A Delicate and Flavorful Pollack Roe and Tofu Stew

Savory and Tender Pollack Roe and Tofu Stew (Myeongnan-jeot Dubu Jjigae)

Pollack roe is delicious as a simple side dish on its own, but we’ve transformed it into a wonderfully delicate and satisfying stew. This Myeongnan-jeot Dubu Jjigae offers a comforting taste that will have you reaching for more rice.

Recipe Info

  • Category : Stew
  • Ingredient Category : Others
  • Occasion : Everyday
  • Cooking : Boil / Simmer
  • Servings : 2 servings
  • Cooking Time : Within 30 minutes
  • Difficulty : Anyone

Ingredients

  • 1 medium potato
  • 1/2 block firm tofu
  • 1/2 onion
  • 1 red chili pepper
  • 2 green chili peppers (or Korean Cheongyang peppers for more heat)
  • A small bunch of green onions (for garnish)
  • A small piece of kabocha squash (optional, for added sweetness)
  • A small piece of carrot (for color and texture)
  • 1/2 Tbsp salted fermented shrimp (for seasoning)
  • 70g pollack roe (membranes removed, roe only)
  • 4 cups broth (anchovy-kelp broth or rice water)

Cooking Instructions

Step 1

Begin by preparing all your ingredients.

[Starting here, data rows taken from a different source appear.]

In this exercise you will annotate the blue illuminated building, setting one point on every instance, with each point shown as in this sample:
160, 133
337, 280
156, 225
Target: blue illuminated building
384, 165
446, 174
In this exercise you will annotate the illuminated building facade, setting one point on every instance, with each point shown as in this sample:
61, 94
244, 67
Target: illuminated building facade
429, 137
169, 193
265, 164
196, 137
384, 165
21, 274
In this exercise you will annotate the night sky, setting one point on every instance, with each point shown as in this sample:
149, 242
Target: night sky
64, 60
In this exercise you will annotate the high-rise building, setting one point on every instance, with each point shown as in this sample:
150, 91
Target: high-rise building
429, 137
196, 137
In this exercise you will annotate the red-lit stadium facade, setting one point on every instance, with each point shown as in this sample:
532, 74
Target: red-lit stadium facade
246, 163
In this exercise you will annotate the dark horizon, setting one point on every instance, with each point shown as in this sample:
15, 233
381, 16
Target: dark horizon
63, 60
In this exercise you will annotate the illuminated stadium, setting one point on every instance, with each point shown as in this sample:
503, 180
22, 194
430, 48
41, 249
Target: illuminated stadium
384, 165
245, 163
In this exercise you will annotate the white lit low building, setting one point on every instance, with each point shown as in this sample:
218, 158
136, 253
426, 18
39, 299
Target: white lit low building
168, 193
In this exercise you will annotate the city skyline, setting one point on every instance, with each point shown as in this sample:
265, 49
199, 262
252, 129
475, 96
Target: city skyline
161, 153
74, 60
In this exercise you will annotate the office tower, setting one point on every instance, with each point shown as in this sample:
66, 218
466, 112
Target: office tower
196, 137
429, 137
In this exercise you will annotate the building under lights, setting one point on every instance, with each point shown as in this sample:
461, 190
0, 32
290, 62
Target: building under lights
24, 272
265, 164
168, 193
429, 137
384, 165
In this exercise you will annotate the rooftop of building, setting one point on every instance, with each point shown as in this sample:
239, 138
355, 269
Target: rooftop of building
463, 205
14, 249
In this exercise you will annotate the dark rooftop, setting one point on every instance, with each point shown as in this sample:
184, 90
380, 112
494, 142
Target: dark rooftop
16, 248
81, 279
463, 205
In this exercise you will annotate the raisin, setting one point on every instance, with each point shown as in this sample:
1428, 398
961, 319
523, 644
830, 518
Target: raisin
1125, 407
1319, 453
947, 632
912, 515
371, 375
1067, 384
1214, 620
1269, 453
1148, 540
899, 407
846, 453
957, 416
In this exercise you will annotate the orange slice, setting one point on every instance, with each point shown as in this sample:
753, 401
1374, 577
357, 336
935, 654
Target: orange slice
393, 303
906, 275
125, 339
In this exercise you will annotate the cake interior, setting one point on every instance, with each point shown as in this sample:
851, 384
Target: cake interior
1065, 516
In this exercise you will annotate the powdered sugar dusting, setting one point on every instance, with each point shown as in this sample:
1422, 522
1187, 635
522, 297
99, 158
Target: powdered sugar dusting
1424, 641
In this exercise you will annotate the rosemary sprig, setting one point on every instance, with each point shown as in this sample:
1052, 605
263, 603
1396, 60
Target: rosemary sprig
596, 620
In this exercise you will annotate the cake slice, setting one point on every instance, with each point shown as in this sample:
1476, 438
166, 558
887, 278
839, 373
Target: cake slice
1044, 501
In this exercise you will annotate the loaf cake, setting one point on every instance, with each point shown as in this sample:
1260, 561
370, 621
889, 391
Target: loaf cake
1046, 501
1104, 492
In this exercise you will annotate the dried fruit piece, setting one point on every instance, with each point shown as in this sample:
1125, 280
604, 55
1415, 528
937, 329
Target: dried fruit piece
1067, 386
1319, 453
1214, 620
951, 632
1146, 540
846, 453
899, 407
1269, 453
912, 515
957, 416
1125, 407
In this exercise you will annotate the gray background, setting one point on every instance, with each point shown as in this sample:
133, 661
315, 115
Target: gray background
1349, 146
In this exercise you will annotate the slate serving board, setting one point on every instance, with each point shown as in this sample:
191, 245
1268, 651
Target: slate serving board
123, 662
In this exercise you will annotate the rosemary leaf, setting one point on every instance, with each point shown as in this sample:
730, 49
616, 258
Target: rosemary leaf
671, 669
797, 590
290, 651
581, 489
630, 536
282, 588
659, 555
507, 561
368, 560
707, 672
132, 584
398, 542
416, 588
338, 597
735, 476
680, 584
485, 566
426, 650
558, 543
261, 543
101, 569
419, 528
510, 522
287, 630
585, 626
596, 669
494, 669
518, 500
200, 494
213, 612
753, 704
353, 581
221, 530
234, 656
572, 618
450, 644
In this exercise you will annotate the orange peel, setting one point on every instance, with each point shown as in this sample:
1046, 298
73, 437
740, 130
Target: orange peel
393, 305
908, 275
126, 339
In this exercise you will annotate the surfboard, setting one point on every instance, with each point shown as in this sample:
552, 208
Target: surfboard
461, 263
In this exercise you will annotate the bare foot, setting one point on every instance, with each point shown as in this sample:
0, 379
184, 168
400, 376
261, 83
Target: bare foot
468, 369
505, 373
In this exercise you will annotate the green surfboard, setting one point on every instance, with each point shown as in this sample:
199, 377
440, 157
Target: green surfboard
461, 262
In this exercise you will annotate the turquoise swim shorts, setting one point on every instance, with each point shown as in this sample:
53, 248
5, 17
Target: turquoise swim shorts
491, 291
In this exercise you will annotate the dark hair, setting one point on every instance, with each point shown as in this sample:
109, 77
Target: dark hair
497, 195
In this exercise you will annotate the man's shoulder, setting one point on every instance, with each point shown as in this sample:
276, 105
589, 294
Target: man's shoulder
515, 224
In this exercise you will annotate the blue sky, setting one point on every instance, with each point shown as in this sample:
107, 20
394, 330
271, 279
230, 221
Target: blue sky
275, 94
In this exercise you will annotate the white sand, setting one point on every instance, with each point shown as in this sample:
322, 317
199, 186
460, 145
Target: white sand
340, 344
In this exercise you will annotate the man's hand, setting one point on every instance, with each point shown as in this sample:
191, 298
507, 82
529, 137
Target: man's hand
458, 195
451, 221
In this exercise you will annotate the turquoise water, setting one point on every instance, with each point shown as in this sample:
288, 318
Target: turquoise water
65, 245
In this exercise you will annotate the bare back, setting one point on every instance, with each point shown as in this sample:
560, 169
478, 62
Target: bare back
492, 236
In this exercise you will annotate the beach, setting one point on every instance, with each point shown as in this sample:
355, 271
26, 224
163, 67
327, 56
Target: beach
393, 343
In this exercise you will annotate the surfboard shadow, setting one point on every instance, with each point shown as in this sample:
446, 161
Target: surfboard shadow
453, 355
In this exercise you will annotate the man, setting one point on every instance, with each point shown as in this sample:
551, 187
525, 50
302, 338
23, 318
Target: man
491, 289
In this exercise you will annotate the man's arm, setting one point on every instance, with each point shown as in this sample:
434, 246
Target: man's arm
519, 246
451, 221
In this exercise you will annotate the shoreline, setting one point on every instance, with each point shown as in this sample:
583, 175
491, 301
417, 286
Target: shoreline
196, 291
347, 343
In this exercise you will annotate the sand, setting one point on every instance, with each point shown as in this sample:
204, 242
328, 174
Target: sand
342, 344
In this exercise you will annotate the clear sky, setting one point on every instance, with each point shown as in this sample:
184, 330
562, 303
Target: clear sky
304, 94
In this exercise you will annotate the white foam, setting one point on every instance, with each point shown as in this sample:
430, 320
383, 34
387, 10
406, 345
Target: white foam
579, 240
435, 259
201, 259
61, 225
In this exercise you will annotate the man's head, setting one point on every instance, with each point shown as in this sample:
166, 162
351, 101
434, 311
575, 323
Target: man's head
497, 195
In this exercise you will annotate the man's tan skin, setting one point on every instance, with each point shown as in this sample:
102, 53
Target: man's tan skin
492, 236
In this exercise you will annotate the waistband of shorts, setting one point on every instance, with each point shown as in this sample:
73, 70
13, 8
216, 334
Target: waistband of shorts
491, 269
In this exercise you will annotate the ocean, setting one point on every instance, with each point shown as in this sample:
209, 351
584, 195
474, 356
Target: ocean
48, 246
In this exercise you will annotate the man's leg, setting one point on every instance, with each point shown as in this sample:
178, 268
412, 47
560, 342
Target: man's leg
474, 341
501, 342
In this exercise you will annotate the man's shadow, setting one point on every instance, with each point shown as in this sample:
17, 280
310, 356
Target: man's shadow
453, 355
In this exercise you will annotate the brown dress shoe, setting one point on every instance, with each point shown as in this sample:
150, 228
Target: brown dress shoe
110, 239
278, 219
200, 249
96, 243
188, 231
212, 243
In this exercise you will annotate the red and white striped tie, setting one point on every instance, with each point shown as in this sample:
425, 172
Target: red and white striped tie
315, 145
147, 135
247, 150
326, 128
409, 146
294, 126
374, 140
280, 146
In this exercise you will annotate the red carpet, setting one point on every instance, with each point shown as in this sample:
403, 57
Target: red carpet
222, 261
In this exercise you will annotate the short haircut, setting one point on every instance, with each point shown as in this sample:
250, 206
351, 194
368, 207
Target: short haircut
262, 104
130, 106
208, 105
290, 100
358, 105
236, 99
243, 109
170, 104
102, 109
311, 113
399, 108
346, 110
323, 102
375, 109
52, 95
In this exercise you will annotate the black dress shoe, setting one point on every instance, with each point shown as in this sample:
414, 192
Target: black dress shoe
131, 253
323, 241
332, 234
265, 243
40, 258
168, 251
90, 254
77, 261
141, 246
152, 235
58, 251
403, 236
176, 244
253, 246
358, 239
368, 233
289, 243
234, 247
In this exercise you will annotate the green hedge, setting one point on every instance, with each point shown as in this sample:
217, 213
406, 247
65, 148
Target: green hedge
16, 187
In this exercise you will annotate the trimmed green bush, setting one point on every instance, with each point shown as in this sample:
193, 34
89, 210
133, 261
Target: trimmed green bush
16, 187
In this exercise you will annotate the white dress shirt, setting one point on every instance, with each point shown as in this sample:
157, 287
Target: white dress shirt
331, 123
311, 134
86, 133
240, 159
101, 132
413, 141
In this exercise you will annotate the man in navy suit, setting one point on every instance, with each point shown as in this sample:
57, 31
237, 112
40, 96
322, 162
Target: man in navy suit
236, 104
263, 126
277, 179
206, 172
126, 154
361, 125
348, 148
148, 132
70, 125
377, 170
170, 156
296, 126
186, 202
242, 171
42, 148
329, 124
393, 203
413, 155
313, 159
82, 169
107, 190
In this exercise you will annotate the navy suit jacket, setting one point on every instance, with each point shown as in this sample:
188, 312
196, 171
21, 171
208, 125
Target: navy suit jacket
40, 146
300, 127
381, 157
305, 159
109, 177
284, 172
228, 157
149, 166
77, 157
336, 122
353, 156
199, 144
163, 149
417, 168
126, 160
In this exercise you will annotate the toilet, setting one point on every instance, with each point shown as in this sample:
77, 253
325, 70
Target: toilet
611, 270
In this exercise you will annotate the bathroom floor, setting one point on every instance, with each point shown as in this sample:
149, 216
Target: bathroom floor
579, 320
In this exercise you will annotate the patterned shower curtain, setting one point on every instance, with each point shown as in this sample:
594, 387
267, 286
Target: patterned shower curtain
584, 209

Peel the potato and cut it into bite-sized pieces. Dice the tofu into similar-sized cubes. Slice the onion thinly, and cut the red and green chili peppers diagonally to add a touch of heat. Cut the kabocha squash and carrot into pieces roughly the same size as the potatoes. Gently remove the membrane from the pollack roe and separate the eggs. Finely chop the green onions for garnish.

Step 1

Step 2

A good stew starts with a flavorful broth. In a pot, combine 4 cups of water with dried anchovies and kelp. Bring to a boil, then remove the kelp. Let it simmer over medium-low heat for about 10 minutes to extract the anchovy flavor. Strain the broth to obtain a clear liquid. Alternatively, you can use rice water for a milky, savory broth.

Step 2

Step 3

Once the broth is simmering, add the firmer vegetables first: potatoes, carrots, and kabocha squash. These ingredients take a bit longer to cook, so adding them early ensures they become tender. Let them simmer for about 5 minutes until the potatoes begin to turn translucent.

Step 3

Step 4

When the potatoes are halfway cooked, carefully add the tofu and sliced onions to the pot. Be gentle so the tofu doesn’t break apart. Continue to simmer until the onions become translucent and softened, infusing the broth with their natural sweetness.

Step 4

Step 5

Now it’s time to season and finish the stew. Add the prepared pollack roe and salted fermented shrimp to adjust the taste. Salted fermented shrimp adds a deep umami flavor, while the pollack roe contributes its signature salty and rich taste. Finally, stir in minced garlic, and the diagonally sliced red and green chili peppers. Let it simmer for another moment. Just before turning off the heat, sprinkle the chopped green onions on top as a garnish. Your delicious Myeongnan-jeot Dubu Jjigae is ready to be enjoyed!